Each crime avoided also benefits the community in reduced victimization and reduced costs, Jarvis said, since criminal justice costs are driven by volume of activity.

“Reducing recidivism can help reduce overall volume of activity, which in turn results in long-term savings,” Jarvis said. “Programs such as this provide a long-term investment in our community by providing those served with the support they need to restructure their lives and achieve success.”

Photos for, click to enlarge.


8 Responses to “Inmate, Veteran Recovery Program Provides Pathways To Change”

  1. Karma on March 21st, 2018 12:25 am

    @ Tabby I don’t know what kind of women you know but I know a few military ex wife’s who work very hard to provide for their children. And take care of them while the deadbeats get all the special treatment and just like you and others still judge them if they ask for help. I choose to help the spouse that leaves and teaches their children to be safe and not sorry. It’s such a loss to go back and forth about a subject no one cares about.

  2. Tabby on March 20th, 2018 6:37 am

    Your darned right I’ll put the blame wherever it may belong. The father for allowing himself to be weak minded, getting hooked on drugs yes. More so for that mother, being a part time mom, wanting the best for the children when it comes from someone else, but still going out juking several times a week, pushing her child in front of a video game (teaching him to be violent) or a TV (teaching him to be a liberal communist). So yeah, chump change for a few guys who have a proven record of doing for others who got weak for drugs, or an incalculable amount of children that the parent should’ve went to college for.

  3. Karma on March 19th, 2018 6:46 pm

    Wow the judgment of children never end. So while these men are off getting help and all the glory the women struggle to do whatever is necessary to provide for the children in shame. Maybe the men should have thought about the children before they destroyed their life and the mom’s. But hey let’s help the grown men and later put the blame on the mom’s.

  4. Karen on March 19th, 2018 10:07 am

    I agree with you 100% Tabby! Our family couldn’t afford braces for our teeth so guess what? None of us got braces & we all turned out just fine! :-) Braces are NOT a requirement to living a productive life. Yes, I wish I had beautiful, straight teeth but it hasn’t stopped me from being a productive member of society! My motto is ‘If you can’t feed ‘em, Don’t breed ‘em’!! SO many people now expect society to PAY for everything for them & their offspring! Get a job! Don’t have kids if you can’t afford things that you would like them to have. Pretty simple concept really…
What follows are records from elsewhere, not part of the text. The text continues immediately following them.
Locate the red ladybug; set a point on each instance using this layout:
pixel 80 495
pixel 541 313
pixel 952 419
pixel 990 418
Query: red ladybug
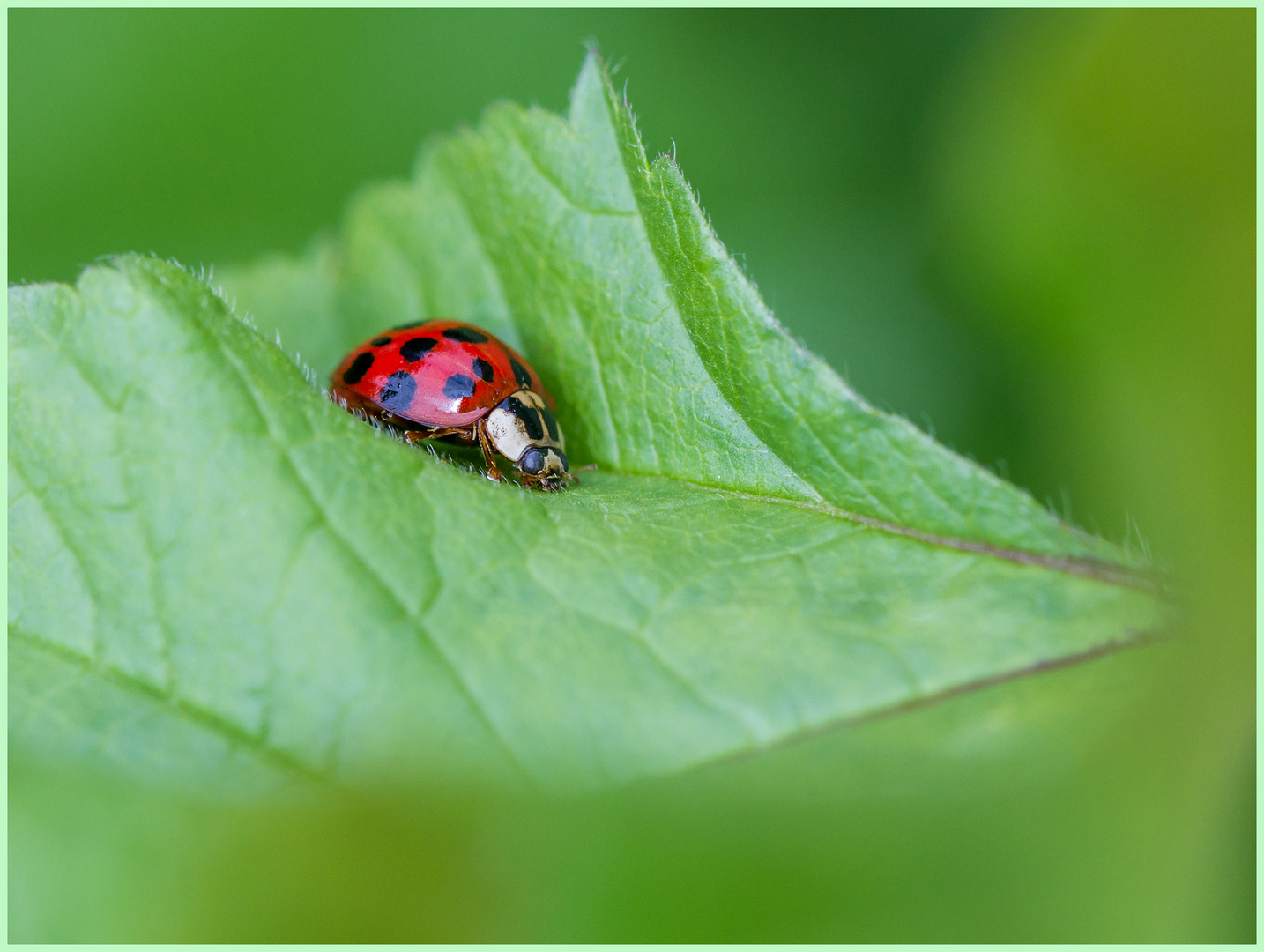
pixel 448 379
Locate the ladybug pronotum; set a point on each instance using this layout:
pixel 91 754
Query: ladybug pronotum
pixel 453 381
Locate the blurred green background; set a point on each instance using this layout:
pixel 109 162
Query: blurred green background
pixel 1029 232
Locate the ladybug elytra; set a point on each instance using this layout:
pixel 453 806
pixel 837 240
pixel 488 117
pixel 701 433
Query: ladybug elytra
pixel 453 381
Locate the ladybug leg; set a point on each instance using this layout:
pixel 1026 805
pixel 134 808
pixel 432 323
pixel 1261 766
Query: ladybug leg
pixel 419 435
pixel 493 473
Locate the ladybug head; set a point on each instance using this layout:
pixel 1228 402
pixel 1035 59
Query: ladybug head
pixel 522 428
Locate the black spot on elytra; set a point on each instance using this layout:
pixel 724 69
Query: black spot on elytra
pixel 546 415
pixel 416 348
pixel 465 334
pixel 459 386
pixel 527 415
pixel 359 367
pixel 397 392
pixel 520 373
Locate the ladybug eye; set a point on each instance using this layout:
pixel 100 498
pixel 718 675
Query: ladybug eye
pixel 532 462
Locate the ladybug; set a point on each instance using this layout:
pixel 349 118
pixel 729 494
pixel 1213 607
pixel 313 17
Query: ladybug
pixel 453 381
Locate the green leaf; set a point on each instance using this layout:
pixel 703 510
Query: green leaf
pixel 221 579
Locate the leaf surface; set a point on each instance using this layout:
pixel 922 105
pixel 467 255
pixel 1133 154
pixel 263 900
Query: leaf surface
pixel 220 578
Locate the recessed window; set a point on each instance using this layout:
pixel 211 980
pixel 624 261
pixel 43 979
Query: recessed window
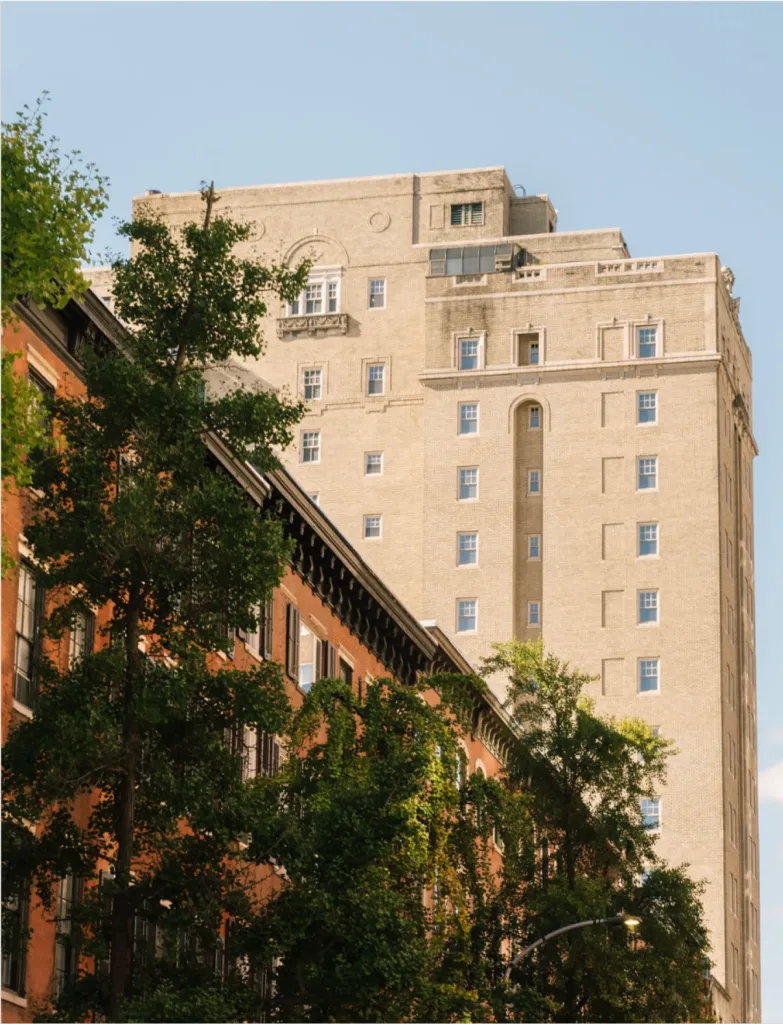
pixel 468 483
pixel 647 407
pixel 650 814
pixel 469 418
pixel 647 342
pixel 374 463
pixel 528 349
pixel 648 539
pixel 372 527
pixel 312 385
pixel 648 473
pixel 648 607
pixel 467 615
pixel 311 445
pixel 376 378
pixel 469 353
pixel 467 553
pixel 321 295
pixel 378 293
pixel 649 675
pixel 467 213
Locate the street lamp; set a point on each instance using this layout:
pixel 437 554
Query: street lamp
pixel 629 921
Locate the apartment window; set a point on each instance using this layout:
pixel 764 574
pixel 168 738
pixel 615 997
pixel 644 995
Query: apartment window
pixel 312 385
pixel 66 952
pixel 378 293
pixel 469 353
pixel 29 606
pixel 311 445
pixel 648 606
pixel 467 615
pixel 648 539
pixel 648 473
pixel 469 418
pixel 372 527
pixel 467 213
pixel 528 349
pixel 647 342
pixel 376 378
pixel 82 631
pixel 467 553
pixel 14 944
pixel 650 813
pixel 468 483
pixel 321 295
pixel 649 675
pixel 374 464
pixel 647 407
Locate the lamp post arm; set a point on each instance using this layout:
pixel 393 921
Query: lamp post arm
pixel 617 920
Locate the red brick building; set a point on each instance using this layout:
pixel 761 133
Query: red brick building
pixel 331 615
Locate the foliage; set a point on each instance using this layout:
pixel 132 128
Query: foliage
pixel 584 777
pixel 23 426
pixel 49 204
pixel 130 741
pixel 388 906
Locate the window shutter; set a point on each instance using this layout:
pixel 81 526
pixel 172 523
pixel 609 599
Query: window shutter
pixel 266 629
pixel 292 642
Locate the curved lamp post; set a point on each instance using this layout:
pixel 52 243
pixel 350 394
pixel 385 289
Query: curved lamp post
pixel 627 920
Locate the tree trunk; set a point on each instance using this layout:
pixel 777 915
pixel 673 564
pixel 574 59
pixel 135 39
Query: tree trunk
pixel 122 907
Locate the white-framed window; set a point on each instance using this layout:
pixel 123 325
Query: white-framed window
pixel 464 214
pixel 650 813
pixel 649 675
pixel 647 478
pixel 377 298
pixel 467 549
pixel 469 418
pixel 376 378
pixel 647 342
pixel 648 540
pixel 468 483
pixel 312 384
pixel 374 463
pixel 373 527
pixel 311 445
pixel 469 353
pixel 467 614
pixel 321 294
pixel 648 607
pixel 647 407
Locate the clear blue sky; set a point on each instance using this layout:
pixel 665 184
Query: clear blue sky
pixel 661 119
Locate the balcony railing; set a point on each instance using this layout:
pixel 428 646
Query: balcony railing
pixel 313 324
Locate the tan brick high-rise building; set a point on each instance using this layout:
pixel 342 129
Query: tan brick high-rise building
pixel 527 430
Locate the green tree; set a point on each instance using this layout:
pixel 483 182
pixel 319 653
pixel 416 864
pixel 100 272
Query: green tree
pixel 49 204
pixel 585 778
pixel 388 908
pixel 131 741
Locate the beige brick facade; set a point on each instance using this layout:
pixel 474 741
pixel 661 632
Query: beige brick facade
pixel 608 328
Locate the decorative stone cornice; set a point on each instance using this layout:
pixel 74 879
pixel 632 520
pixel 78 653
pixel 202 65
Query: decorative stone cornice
pixel 322 324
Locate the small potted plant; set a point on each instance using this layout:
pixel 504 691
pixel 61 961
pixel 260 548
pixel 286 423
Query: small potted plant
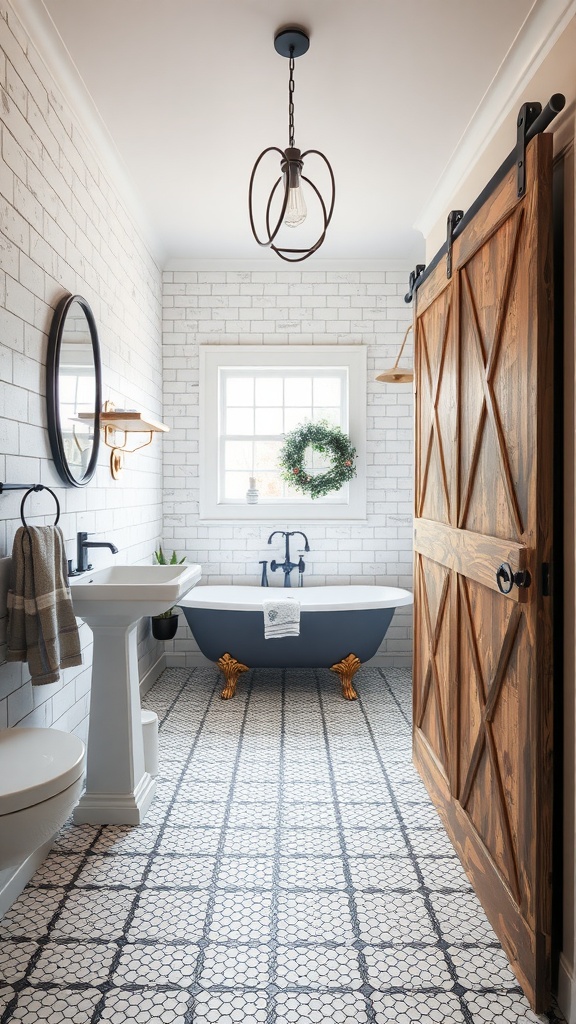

  5. mike on March 19th, 2018 5:39 am

    sorry, but it all sounds like a way to get a free ride thru school to me. plenty of men have served in wartime without becoming criminals or substance abusers, or asking for special treatment when they got home.

  6. Tabby on March 18th, 2018 6:16 pm

    And yet there are only a handful of inmates compared to countless children who need dental work. Inmates once lauded as heroes sacrificing their lives and welfare of their families lives for the freedom of people they didn’t even know (most of whom still don’t appreciate). Yes, they made a choice due to whatever mental or PTSD issues to take drugs. However I feel much more sympathy for them than some mediocre person who by their own choices, can’t afford dental insurance for a kid most likely on a horrible diet full of soda anyway. You must be one who wants the benefits of the service, not the sacrifice.

  7. Freda on March 18th, 2018 4:16 pm

    And yet there are children who can not afford braces for their teeth and the parent are looked down on for even trying to ask for help. Even adults can’t afford dental. If they ask for help they are judged seems that being a drug addict has more advantages than not. They have so many people wanting to help them.

  8. Tabby on March 18th, 2018 8:47 am

    I heard someone say on the subject a few days ago on here to let the preachers pay for this program not their tax dollars. And that is the mentality of what must be a perfect human being. That’s the mentality of this county, they could’ve volunteered their whole life or won the congressional medal of honor, made a mistake, hang em. Unless of course it’s a family member or friend of someone in the “clique”.